People are using ChatGPT to automate the publication of comments and replies to Twitter posts.
So far, only a handful of smart tech-savvy early-adopters was able to build that mechanism.
On the other side of the street is the rest of us still typing things out of our own heads.
Once we all have GPT at our disposal and fully integrated to social networks we are part of, there will be a war; a GPT war.
It’s going to be my GPT setup against yours.
I may have a different “subscription plan” than you which gives me more A.I. power to mix humor and sarcasm into my answers.
Your plan, in turn, may be very good at providing answers with a specific political bias you have calibrated over time. You have taught your A.I. to think politically like you do.
Your A.I. may eventually be better than you.
Mine will be better than me, for sure.
And, what if somebody else’s A.I. becomes much better than yours and mine working together?
How many different wars will take place simultaneously?
Which of them will you and I be part of?
Of those, how many do we really understand and support?

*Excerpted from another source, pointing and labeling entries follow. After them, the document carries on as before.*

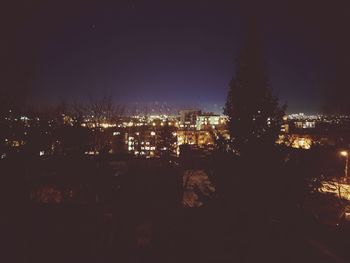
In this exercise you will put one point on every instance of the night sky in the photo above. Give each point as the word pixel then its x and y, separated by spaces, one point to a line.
pixel 178 52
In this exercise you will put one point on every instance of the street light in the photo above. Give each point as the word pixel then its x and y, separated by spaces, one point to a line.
pixel 346 155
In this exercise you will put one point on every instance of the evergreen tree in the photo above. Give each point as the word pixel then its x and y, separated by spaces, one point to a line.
pixel 254 113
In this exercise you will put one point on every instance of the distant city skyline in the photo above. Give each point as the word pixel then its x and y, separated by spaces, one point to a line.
pixel 180 53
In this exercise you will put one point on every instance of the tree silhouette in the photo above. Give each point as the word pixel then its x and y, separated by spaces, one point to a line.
pixel 253 110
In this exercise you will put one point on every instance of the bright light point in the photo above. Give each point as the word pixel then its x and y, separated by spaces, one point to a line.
pixel 344 153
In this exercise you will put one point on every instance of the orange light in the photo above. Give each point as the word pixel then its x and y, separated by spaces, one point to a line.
pixel 344 153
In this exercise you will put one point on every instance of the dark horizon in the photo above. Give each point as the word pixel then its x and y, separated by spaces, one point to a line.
pixel 175 52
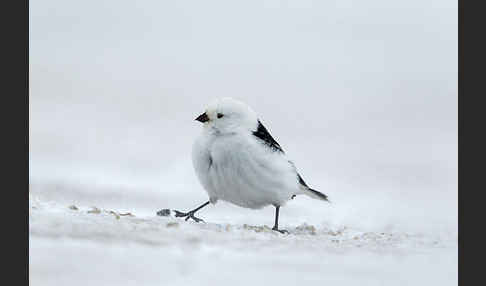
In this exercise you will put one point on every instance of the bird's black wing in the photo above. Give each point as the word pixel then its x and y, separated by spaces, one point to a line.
pixel 263 134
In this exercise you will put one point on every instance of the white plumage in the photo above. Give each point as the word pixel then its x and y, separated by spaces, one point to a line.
pixel 237 160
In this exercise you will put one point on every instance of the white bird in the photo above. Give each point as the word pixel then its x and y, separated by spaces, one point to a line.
pixel 238 161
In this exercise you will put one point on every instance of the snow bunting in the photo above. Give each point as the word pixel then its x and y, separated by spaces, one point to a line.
pixel 238 161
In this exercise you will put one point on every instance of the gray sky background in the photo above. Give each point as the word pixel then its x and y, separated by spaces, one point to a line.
pixel 361 94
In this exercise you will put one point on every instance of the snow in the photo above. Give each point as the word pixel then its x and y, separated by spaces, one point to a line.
pixel 88 245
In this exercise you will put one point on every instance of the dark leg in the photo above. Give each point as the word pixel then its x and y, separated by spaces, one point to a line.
pixel 190 214
pixel 275 227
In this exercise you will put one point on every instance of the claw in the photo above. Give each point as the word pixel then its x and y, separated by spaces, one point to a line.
pixel 282 231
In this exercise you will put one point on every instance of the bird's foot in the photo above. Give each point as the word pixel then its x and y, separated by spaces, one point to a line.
pixel 188 215
pixel 283 231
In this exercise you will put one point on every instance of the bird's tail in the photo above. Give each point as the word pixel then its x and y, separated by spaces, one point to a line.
pixel 315 194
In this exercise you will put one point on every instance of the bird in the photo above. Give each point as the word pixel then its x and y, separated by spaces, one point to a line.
pixel 237 160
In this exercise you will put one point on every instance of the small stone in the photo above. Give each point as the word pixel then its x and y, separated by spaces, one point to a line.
pixel 172 224
pixel 94 210
pixel 126 214
pixel 164 212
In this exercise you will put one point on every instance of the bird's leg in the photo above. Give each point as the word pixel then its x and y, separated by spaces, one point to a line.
pixel 190 214
pixel 275 227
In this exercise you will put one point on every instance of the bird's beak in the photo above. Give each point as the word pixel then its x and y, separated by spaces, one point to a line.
pixel 203 118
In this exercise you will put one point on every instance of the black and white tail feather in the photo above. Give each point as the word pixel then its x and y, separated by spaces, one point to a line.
pixel 263 134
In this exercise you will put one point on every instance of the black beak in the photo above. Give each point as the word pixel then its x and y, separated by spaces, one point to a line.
pixel 203 118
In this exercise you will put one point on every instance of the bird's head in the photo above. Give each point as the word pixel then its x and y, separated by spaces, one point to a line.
pixel 227 115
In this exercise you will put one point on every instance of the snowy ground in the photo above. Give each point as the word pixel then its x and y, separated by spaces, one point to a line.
pixel 91 245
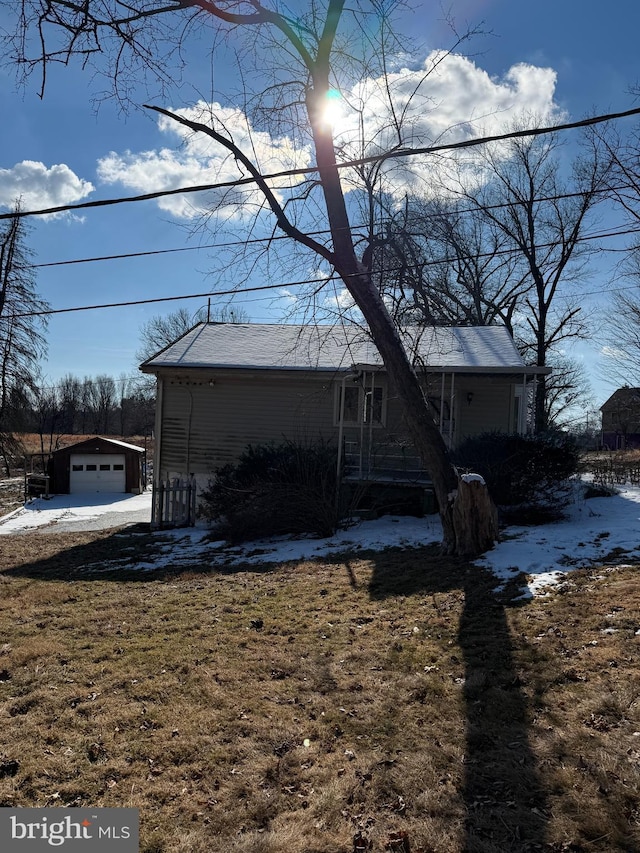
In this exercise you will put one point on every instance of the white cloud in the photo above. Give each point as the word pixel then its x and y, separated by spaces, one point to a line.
pixel 39 187
pixel 200 160
pixel 447 99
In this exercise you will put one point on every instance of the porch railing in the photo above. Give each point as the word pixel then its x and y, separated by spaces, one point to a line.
pixel 390 461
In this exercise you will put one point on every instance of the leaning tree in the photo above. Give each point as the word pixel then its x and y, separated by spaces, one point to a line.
pixel 309 59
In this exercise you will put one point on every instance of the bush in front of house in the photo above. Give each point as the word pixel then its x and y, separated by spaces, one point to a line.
pixel 274 489
pixel 529 477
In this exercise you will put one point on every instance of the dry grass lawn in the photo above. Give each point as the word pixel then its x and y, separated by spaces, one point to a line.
pixel 388 702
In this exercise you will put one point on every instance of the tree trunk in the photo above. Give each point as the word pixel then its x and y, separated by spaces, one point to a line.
pixel 475 518
pixel 458 537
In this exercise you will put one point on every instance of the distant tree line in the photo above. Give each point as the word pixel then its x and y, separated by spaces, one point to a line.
pixel 99 405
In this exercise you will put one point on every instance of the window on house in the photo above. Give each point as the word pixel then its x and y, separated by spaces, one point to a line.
pixel 373 408
pixel 361 405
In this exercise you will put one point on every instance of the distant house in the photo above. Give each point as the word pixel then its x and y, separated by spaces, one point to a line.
pixel 621 419
pixel 97 465
pixel 222 387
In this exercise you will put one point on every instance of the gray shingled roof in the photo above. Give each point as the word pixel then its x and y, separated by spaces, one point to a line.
pixel 294 347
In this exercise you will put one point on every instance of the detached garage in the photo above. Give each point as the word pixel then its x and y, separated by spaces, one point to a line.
pixel 97 465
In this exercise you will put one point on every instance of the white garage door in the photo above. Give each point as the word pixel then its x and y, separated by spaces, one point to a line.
pixel 92 472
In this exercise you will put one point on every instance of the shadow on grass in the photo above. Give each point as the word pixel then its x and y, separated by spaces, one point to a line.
pixel 128 554
pixel 504 801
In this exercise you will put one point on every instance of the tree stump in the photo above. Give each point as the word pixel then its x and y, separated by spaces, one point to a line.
pixel 475 518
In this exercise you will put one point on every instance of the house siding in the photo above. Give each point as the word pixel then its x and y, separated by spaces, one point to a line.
pixel 209 425
pixel 210 418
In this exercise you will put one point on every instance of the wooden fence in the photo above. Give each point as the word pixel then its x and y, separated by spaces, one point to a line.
pixel 174 503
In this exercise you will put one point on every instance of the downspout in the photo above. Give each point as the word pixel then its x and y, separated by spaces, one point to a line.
pixel 157 454
pixel 340 439
pixel 189 421
pixel 156 508
pixel 453 377
pixel 373 384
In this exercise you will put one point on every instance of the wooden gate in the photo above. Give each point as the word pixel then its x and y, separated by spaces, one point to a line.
pixel 174 503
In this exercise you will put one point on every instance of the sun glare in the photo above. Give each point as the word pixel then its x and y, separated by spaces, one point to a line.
pixel 333 109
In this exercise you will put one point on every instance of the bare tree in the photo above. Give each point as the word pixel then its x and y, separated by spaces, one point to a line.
pixel 543 220
pixel 299 53
pixel 621 333
pixel 22 340
pixel 442 263
pixel 568 393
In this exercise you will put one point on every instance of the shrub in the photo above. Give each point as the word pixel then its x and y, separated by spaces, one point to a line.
pixel 275 489
pixel 527 476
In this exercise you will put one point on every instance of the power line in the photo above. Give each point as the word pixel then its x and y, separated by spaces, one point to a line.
pixel 362 161
pixel 319 282
pixel 277 237
pixel 233 292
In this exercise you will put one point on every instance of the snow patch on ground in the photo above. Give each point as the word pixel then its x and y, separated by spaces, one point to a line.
pixel 595 530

Of the others, which ones we don’t even care to know are happening.
We have to believe that among so many conflicts taking place online at the same time, all over the world, there will be sparks of good light. Great ideas. Consensus. Solutions to old problems we humans are trying to solve for ages.
Maybe those great ideas will pop-up — literally! — when nobody is looking at the screen and will be lost forever in that war started two days ago in Reddit.
Let’s hope the same tech savvy people who started this crazy thing will build ways to capture the best ideas when then first appear online.
When that happens, we humans will be entitled to say we have started “virtual wars” to bring peace to us in the real world.